Supplier-funded model. Supplier funding has been the go-to approach to fund program initiatives without taking on the burden of additional budget line items. This model stems from the early days of contingent workforce management, when, like many new areas in need of support, building a business case and asking to take on additional overhead involved difficult conversations. Unlike enterprise resource planning systems and platforms required by IT, technology and services for the contingent workforce didn’t have the same value proposition that they do today. In order to get money for the newest vendor management systems and managed service programs, program owners had to get creative.
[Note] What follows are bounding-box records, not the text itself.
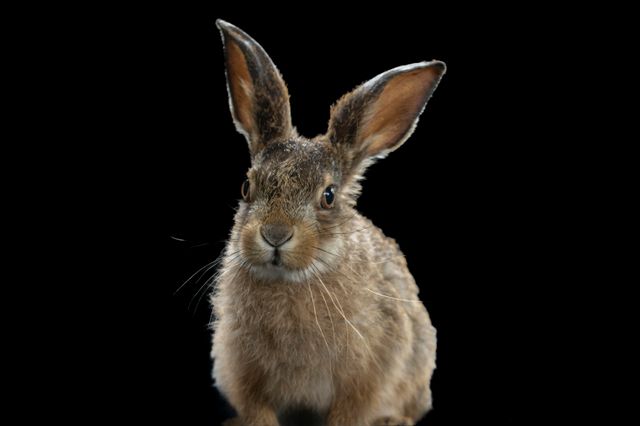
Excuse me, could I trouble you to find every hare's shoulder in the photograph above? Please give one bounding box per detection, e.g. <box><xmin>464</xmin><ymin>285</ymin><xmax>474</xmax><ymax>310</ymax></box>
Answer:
<box><xmin>356</xmin><ymin>217</ymin><xmax>418</xmax><ymax>300</ymax></box>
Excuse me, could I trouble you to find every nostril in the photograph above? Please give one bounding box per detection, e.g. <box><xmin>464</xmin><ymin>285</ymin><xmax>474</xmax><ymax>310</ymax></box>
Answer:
<box><xmin>260</xmin><ymin>223</ymin><xmax>293</xmax><ymax>247</ymax></box>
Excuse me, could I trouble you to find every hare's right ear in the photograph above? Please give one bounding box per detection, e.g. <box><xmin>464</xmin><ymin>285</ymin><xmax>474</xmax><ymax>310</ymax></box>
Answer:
<box><xmin>216</xmin><ymin>19</ymin><xmax>293</xmax><ymax>156</ymax></box>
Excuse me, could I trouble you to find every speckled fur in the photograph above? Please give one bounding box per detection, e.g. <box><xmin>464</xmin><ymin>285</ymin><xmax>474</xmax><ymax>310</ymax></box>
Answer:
<box><xmin>211</xmin><ymin>21</ymin><xmax>444</xmax><ymax>426</ymax></box>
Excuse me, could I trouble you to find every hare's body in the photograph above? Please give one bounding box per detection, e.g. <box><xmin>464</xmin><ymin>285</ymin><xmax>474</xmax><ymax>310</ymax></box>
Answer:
<box><xmin>213</xmin><ymin>213</ymin><xmax>436</xmax><ymax>425</ymax></box>
<box><xmin>212</xmin><ymin>21</ymin><xmax>444</xmax><ymax>426</ymax></box>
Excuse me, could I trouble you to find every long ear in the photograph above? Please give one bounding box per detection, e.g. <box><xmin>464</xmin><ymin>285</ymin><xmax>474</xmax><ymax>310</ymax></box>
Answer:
<box><xmin>327</xmin><ymin>61</ymin><xmax>446</xmax><ymax>173</ymax></box>
<box><xmin>216</xmin><ymin>19</ymin><xmax>293</xmax><ymax>156</ymax></box>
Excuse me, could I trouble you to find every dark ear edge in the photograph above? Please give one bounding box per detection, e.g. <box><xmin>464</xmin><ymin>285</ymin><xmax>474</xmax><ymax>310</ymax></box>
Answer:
<box><xmin>216</xmin><ymin>19</ymin><xmax>293</xmax><ymax>155</ymax></box>
<box><xmin>327</xmin><ymin>61</ymin><xmax>446</xmax><ymax>162</ymax></box>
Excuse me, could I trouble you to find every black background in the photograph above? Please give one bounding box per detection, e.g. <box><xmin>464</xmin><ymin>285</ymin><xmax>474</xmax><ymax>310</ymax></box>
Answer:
<box><xmin>67</xmin><ymin>4</ymin><xmax>554</xmax><ymax>425</ymax></box>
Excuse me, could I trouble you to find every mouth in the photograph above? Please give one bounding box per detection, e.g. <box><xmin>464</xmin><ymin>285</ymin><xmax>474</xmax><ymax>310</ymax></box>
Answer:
<box><xmin>268</xmin><ymin>249</ymin><xmax>282</xmax><ymax>266</ymax></box>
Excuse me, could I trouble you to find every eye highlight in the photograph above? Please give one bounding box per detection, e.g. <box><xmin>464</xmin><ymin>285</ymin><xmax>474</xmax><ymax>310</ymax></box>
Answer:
<box><xmin>320</xmin><ymin>185</ymin><xmax>336</xmax><ymax>209</ymax></box>
<box><xmin>240</xmin><ymin>179</ymin><xmax>251</xmax><ymax>201</ymax></box>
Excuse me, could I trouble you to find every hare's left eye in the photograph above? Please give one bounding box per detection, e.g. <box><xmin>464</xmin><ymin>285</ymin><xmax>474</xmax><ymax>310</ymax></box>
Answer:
<box><xmin>320</xmin><ymin>185</ymin><xmax>336</xmax><ymax>209</ymax></box>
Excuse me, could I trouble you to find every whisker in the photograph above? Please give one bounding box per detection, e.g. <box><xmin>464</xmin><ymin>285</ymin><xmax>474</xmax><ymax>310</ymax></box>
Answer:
<box><xmin>363</xmin><ymin>287</ymin><xmax>422</xmax><ymax>303</ymax></box>
<box><xmin>307</xmin><ymin>281</ymin><xmax>333</xmax><ymax>385</ymax></box>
Because the contingent labor category was often one of the largest areas of spend, the solution was to tap into that spend and take the cost from the rate the staffing suppliers were already charging. In short, programs implemented a funding strategy that has no direct cost impact to their business and provides an ample supply of money to contribute to their VMS and MSP costs — genius!
But what really happens in a supplier-funded model? While on paper it may seem like the business is avoiding a cost and the supplier is taking the burden of our fees, in reality, savvy staffing suppliers have adjusted their service cost to account for it. The outcome is a model that often results in inflated rates and less direct understanding for the fees a program is accumulating. In other words, the enterprise must still pay the cost for the systems and services; however, those costs are paid indirectly through the increased rates being charged by the staffing supplier, so the actual costs of the systems and technology are not clear. While this funding model can be deceptive, it has proven to be one of the best ways to charge the cost of the program directly to the business areas consuming the service and utilizing the contingent workers obtained through the program/technology.
Supplier funding is not a bad approach, but after several decades of leveraging it, programs have advanced to a maturity level where they should take another look at this setup to see if there are more advantageous ways to fund our programs.
Here are some alternative funding models to consider:
Tiered license. The level of contingent workforce spend may still be the most important factor for how much to pay. After several years of spend tracking and some basic workforce planning processes, most organizations should be able to start the year with reliable estimates of their contingent workforce spend. Instead of leveraging a fee, consider a tiered license model that enables you to plan for your expected spend but also provides incentives if you exceed initial estimates. With a set cost established, your program can more directly budget for the total annual charge and maintain ongoing budget conversations about how to invest or decrease costs as needed annually.
Cost plus. Another popular approach to consider for small and midsize companies is a cost plus model that establishes the cost of a baseline of resources, support or technology configuration and determines what the appropriate additional acceptable vendor margin should be. This enables companies to be less dependent on the size and scale of their spend to get adequate support.
Blended model. Companies are also recognizing that a single fee structure may not be scalable across all initiatives such as statement of work and resource tracking, where the support may not always be equitable to the fee charged. Another consideration is blending these funding models. For example, you might use a supplier-funded model for staff augmentation support, a tiered license model for SOW and a fee-for-service model for supporting resource tracking.
However you look to establish your program’s cost, know that there are options available, and your vendors may even be motivated to move to them in order to find consistent revenue streams that are less dependent on maintaining contingent worker volume. As many programs go to market for new services this year, consider evaluating your vendors’ pricing in various models to see which one works best for your environment and business model.